Conception takes center stage in Social Security survivor benefits case.
In Astrue v. Capato, the United States Supreme Court ruled unanimously that twins conceived through in vitro fertilization after their father’s death are not eligible for Social Security survivor benefits.
Karen and Robert Capato were married in 1999. Shortly thereafter, Robert was diagnosed with esophageal cancer. Prior to undergoing chemotherapy, Robert deposited semen in a sperm bank to offset the risk of sterility. During Robert’s treatment, Karen conceived naturally and delivered a son in 2001. Unfortunately, Robert’s health deteriorated, and he died less than a year later.
To fulfill their desire to give their son siblings, Karen soon began in vitro fertilization treatments. She conceived and delivered twins 18 months following Robert’s passing. Karen subsequently applied for Social Security survivors benefits for the twins and was denied.
In the Court opinion, Justice Ginsburg wrote, “The technology that made the twins’ conception and birth possible, it is safe to say, was not contemplated by Congress when the relevant provisions of the Social Security Act (Act) originated (1939) or were amended to read as they now do (1965).”
Throughout, the opinion discusses precisely who is determined to be a “child” under the relevant federal law, which does make provisions for natural children, adopted children, step-children, grandchildren, etc. However, neither federal law nor the Court holds any inherent bias against children conceived by in vitro fertilization.
Rather, the decision apparently hinged on the fact that the children were conceived following their father’s death. Accordingly, they were never supported by him during his lifetime and are not entitled to survivor benefits, unless specifically provided for in his will or by relevant state intestacy laws.
Why does this all matter? The U.S. Supreme Court took up the question of what a child is legally entitled to from the point of conception, not from implantation, medical viability outside the mother’s womb, or birth. If a child has certain legal rights based upon conception, could it be argued that a child has legal rights from the time of conception?
In an interesting twist of irony, this question has been brought about by the widespread use of in vitro fertilization. To be sure, the question of parentage can be rather complicated today, especially in modern reproductive technology where conception is considered apart from the identities of the participants as simply as a means to an end. Donor sperm, donor eggs, and surrogacy have muddied that water far more than blended families ever could.

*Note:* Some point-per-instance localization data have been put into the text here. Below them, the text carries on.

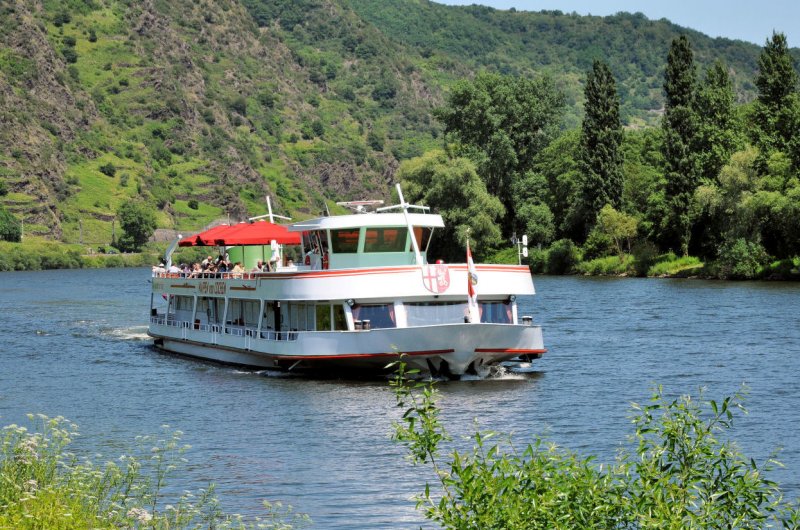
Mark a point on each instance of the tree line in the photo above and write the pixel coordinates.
(719, 180)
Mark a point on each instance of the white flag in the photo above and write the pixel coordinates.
(472, 294)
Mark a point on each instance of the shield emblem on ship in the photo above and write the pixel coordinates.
(436, 277)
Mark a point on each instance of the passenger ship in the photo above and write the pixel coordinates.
(362, 295)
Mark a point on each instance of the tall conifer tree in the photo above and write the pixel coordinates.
(679, 126)
(777, 109)
(601, 136)
(716, 138)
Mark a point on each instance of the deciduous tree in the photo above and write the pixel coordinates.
(502, 123)
(452, 188)
(138, 222)
(601, 136)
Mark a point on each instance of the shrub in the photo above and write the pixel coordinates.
(597, 245)
(108, 169)
(679, 474)
(607, 266)
(239, 105)
(70, 55)
(562, 257)
(645, 254)
(138, 223)
(44, 486)
(741, 260)
(10, 227)
(61, 18)
(671, 265)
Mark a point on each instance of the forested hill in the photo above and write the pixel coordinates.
(564, 45)
(201, 108)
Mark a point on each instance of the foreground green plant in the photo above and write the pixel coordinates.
(42, 485)
(681, 475)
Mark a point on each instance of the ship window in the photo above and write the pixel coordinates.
(431, 313)
(385, 239)
(379, 316)
(331, 313)
(209, 310)
(184, 303)
(243, 312)
(423, 235)
(496, 312)
(323, 317)
(344, 241)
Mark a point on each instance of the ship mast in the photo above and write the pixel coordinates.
(405, 206)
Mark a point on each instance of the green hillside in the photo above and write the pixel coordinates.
(563, 45)
(201, 108)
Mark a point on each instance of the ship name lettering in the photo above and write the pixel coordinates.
(212, 287)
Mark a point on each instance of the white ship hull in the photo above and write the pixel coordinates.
(364, 296)
(450, 349)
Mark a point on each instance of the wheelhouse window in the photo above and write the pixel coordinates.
(385, 239)
(423, 235)
(496, 312)
(344, 241)
(379, 315)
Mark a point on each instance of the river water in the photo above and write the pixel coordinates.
(74, 344)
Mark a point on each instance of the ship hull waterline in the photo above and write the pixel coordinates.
(451, 349)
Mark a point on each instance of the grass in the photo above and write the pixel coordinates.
(671, 265)
(38, 254)
(607, 266)
(44, 485)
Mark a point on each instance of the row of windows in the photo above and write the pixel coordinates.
(390, 239)
(285, 316)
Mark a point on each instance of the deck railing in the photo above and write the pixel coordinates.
(234, 330)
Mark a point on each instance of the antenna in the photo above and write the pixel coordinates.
(272, 216)
(405, 206)
(360, 206)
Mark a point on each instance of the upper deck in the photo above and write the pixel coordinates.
(367, 239)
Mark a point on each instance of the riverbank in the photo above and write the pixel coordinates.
(37, 255)
(567, 258)
(557, 260)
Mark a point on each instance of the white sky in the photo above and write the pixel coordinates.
(747, 20)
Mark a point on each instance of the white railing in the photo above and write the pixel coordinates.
(217, 329)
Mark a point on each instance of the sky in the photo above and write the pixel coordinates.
(749, 20)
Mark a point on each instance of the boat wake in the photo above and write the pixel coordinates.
(131, 333)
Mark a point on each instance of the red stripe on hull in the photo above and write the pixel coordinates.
(509, 350)
(360, 355)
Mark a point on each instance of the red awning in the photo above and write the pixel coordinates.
(258, 233)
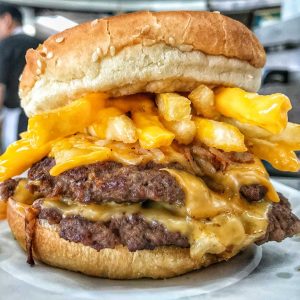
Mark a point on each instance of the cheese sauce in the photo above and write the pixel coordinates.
(213, 223)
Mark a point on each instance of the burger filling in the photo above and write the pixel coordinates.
(145, 171)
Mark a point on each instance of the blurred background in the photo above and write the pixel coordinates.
(275, 22)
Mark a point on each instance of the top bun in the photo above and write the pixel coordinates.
(141, 52)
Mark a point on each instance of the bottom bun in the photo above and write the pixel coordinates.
(118, 263)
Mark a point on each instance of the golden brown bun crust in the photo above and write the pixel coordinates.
(74, 56)
(116, 263)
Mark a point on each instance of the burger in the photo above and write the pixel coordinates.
(144, 146)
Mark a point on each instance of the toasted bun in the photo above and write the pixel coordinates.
(141, 52)
(118, 263)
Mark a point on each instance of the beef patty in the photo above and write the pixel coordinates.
(111, 181)
(132, 231)
(136, 233)
(107, 181)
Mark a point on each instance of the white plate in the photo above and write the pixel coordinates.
(60, 284)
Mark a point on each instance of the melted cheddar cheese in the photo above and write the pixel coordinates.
(95, 115)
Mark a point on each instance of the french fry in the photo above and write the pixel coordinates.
(151, 132)
(184, 131)
(203, 100)
(121, 129)
(173, 107)
(219, 135)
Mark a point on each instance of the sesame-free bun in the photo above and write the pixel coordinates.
(118, 263)
(141, 52)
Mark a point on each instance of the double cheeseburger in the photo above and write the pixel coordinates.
(144, 146)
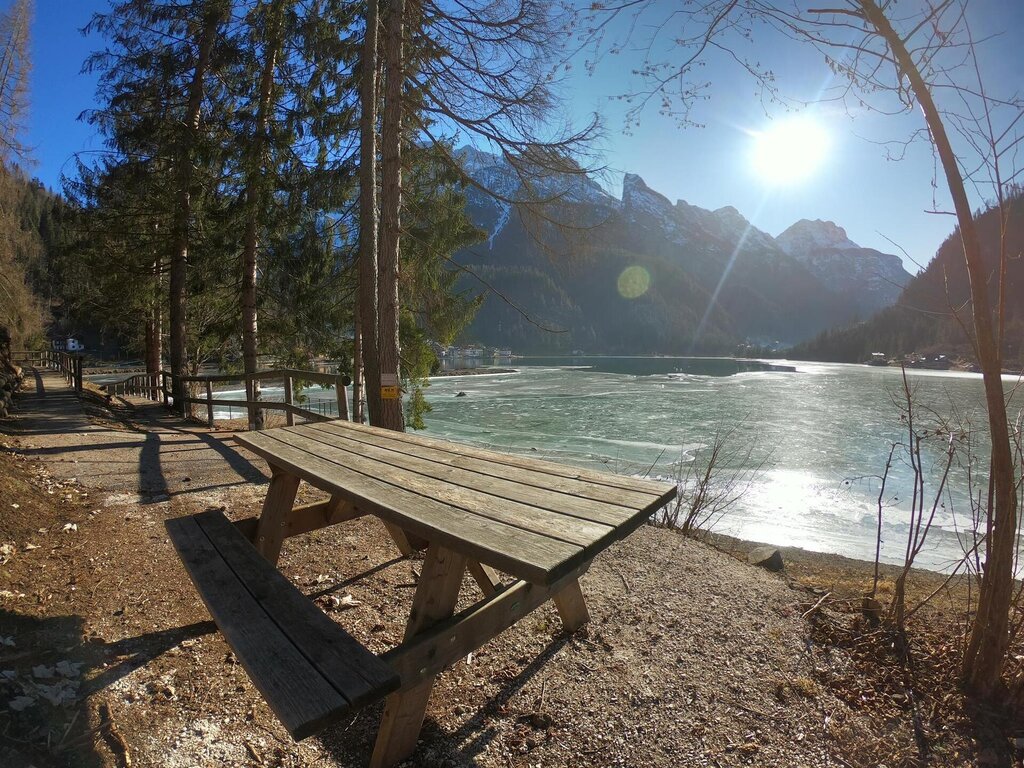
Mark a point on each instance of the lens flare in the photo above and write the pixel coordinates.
(790, 151)
(634, 282)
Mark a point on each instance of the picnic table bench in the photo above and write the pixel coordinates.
(472, 510)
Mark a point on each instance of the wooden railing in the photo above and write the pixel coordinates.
(68, 364)
(202, 392)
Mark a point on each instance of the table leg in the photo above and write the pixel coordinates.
(486, 578)
(273, 519)
(571, 606)
(434, 600)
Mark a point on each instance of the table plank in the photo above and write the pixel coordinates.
(443, 475)
(376, 462)
(521, 553)
(483, 463)
(512, 460)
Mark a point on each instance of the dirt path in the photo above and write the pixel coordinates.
(691, 658)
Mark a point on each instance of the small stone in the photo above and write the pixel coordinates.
(766, 557)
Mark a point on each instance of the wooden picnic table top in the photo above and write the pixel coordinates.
(535, 519)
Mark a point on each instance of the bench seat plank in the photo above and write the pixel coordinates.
(308, 669)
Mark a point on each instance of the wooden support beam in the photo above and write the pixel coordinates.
(571, 606)
(485, 577)
(434, 601)
(273, 518)
(306, 517)
(451, 640)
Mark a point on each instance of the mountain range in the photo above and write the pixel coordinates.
(574, 267)
(923, 320)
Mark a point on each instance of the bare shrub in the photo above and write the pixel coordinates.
(721, 472)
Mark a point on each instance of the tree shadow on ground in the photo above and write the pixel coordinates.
(50, 681)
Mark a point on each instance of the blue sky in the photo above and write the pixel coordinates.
(873, 199)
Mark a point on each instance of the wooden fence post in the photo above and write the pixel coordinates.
(250, 397)
(289, 416)
(209, 403)
(342, 396)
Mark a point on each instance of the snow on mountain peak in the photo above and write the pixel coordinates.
(807, 236)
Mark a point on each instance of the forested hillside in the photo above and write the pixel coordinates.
(33, 222)
(933, 313)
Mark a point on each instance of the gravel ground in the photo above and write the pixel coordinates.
(691, 657)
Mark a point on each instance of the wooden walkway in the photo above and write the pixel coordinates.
(169, 458)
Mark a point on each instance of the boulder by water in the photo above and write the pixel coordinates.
(766, 557)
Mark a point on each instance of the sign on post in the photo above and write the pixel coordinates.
(389, 386)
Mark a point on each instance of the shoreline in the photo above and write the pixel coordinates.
(459, 372)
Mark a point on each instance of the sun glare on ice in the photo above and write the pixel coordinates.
(788, 151)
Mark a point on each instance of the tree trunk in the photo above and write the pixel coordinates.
(255, 203)
(368, 215)
(357, 366)
(154, 332)
(390, 237)
(177, 351)
(987, 648)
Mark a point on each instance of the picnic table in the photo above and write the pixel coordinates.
(472, 510)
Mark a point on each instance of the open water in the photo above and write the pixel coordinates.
(825, 430)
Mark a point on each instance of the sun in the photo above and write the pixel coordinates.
(790, 151)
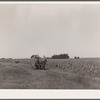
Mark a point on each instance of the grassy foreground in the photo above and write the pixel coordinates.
(60, 74)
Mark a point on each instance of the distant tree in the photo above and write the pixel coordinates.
(75, 57)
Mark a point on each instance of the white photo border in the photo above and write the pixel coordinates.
(50, 93)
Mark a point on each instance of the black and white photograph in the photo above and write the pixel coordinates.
(49, 46)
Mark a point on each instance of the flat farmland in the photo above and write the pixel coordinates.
(81, 73)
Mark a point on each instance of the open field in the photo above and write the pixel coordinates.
(59, 74)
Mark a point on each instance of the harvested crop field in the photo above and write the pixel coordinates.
(59, 74)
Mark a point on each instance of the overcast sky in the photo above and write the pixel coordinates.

However, the Court’s opinion in Astrue v. Capato asserts clearly that conception has definite legal implications. For example, the Court cites that the case of a child conceived prior to the death of the father who dies while the child is in utero is provided for in federal law. Conception matters! Indeed, the words conception and conceived appear a combined 30 times in the opinion.
Is this the beginning of the highest court in the land taking up more such issues? Could further discussion of legal rights of children dependent upon conception eventually result in the realization of legal fetal personhood, or is this just an isolated blip on the radar screen? What about the Court’s decision; did the Supremes get it right or wrong? Did the Court respect or disrespect fetal dignity by denying survivor benefits to the Capato twins?
Finally, how do you think the Supreme Court would have ruled if the embryos had been created before Robert Capato passed away? Would the discussion be focused on conception or instead shifted to implantaton? I would love to hear your opinion.